Many types of “private currencies” are currently in use. A private currency refers to anything, controlled by a non-sovereign entity, which can be used to “purchase” all or part of some good or service. A vendor is said to “recognize” a private currency if the vendor accepts the private currency as payment, or partial payment, for a good or service. One example of a private currency is “frequent flyer miles” awarded by airlines that may be used in lieu of, or in combination with, legal tender to pay for airfares. As another example, many cereal companies allow children to purchase toys using “proof of purchase” coupons from cereal boxes. As yet another example, many Internet-based companies award points to users for viewing advertisements or visiting particular sites and allow the points to be spent on selected items.
Typically, a company that employs private currency does so to create an incentive for individuals to perform certain acts that benefit the company. Since those acts only benefit the company, the company that controls the private currency is frequently the only entity that recognizes the private currency. For example, one airline typically will not recognize frequent flyer miles that have been granted by a competing airline. Similarly, airfares typically cannot be purchased with “proof of purchase” coupons off cereal boxes of unrelated companies.
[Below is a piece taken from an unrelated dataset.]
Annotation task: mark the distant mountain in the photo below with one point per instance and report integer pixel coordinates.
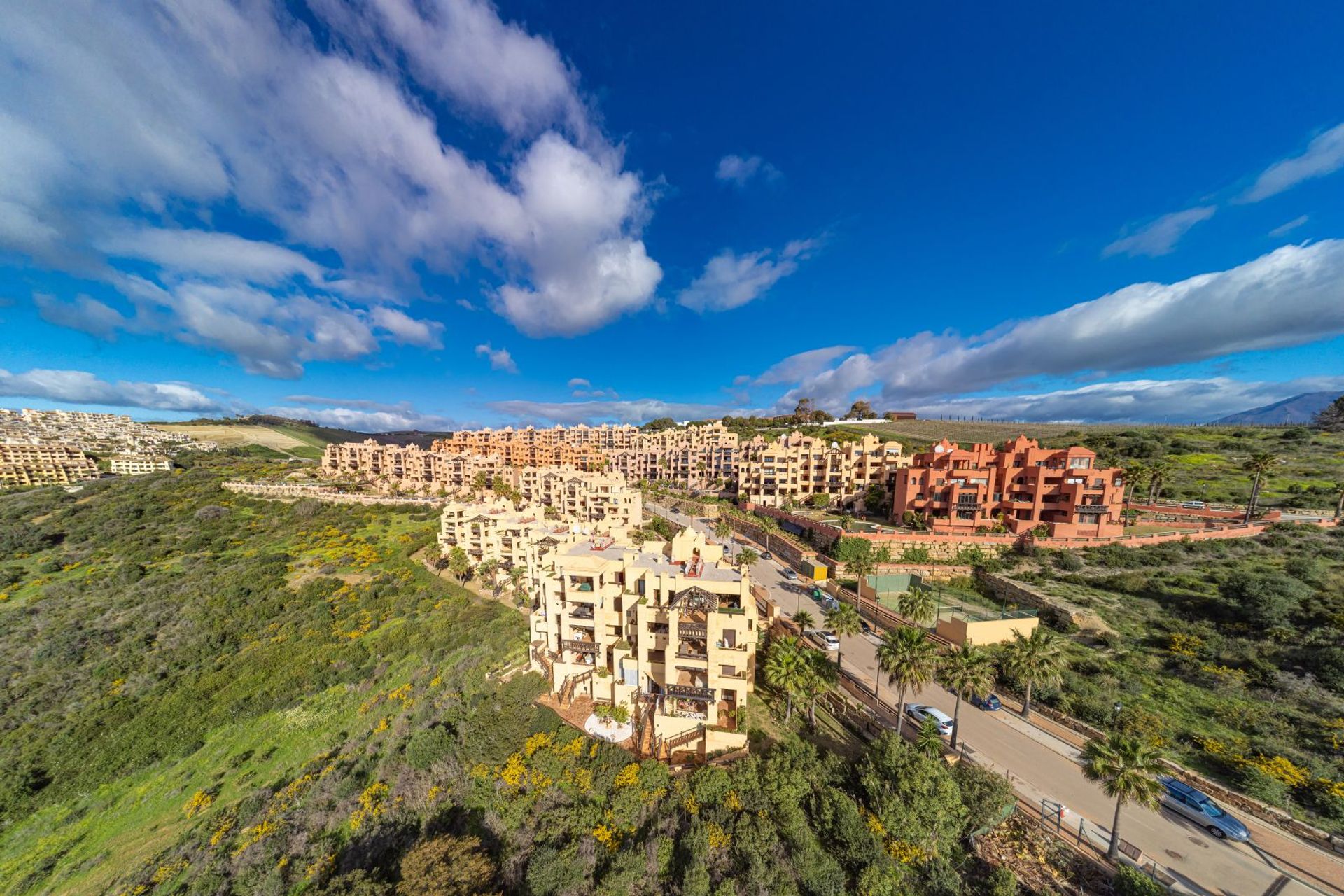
(1300, 409)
To increase the value of a private currency, a company that controls the private currency may enter agreements with other companies, contractually obligating those other companies to recognize, at least under certain conditions, the value of their private currency. However, such arrangements may be difficult and costly to negotiate, monitor and maintain.
The perceived value of private currency is significantly diminished due to the extremely limited number of sources that recognize the currency. For example, it is not uncommon for recipients of private currency to consider it worthless because they are not interested in anything on which it may be spent. If a private currency is considered to be of little value by those for whom it is supposed to be an incentive, it has ceased to serve its purpose.
Based on the foregoing, an approach for processing transactions that allows a participant to use private currency that is not recognized by another participant in the transaction is highly desirable.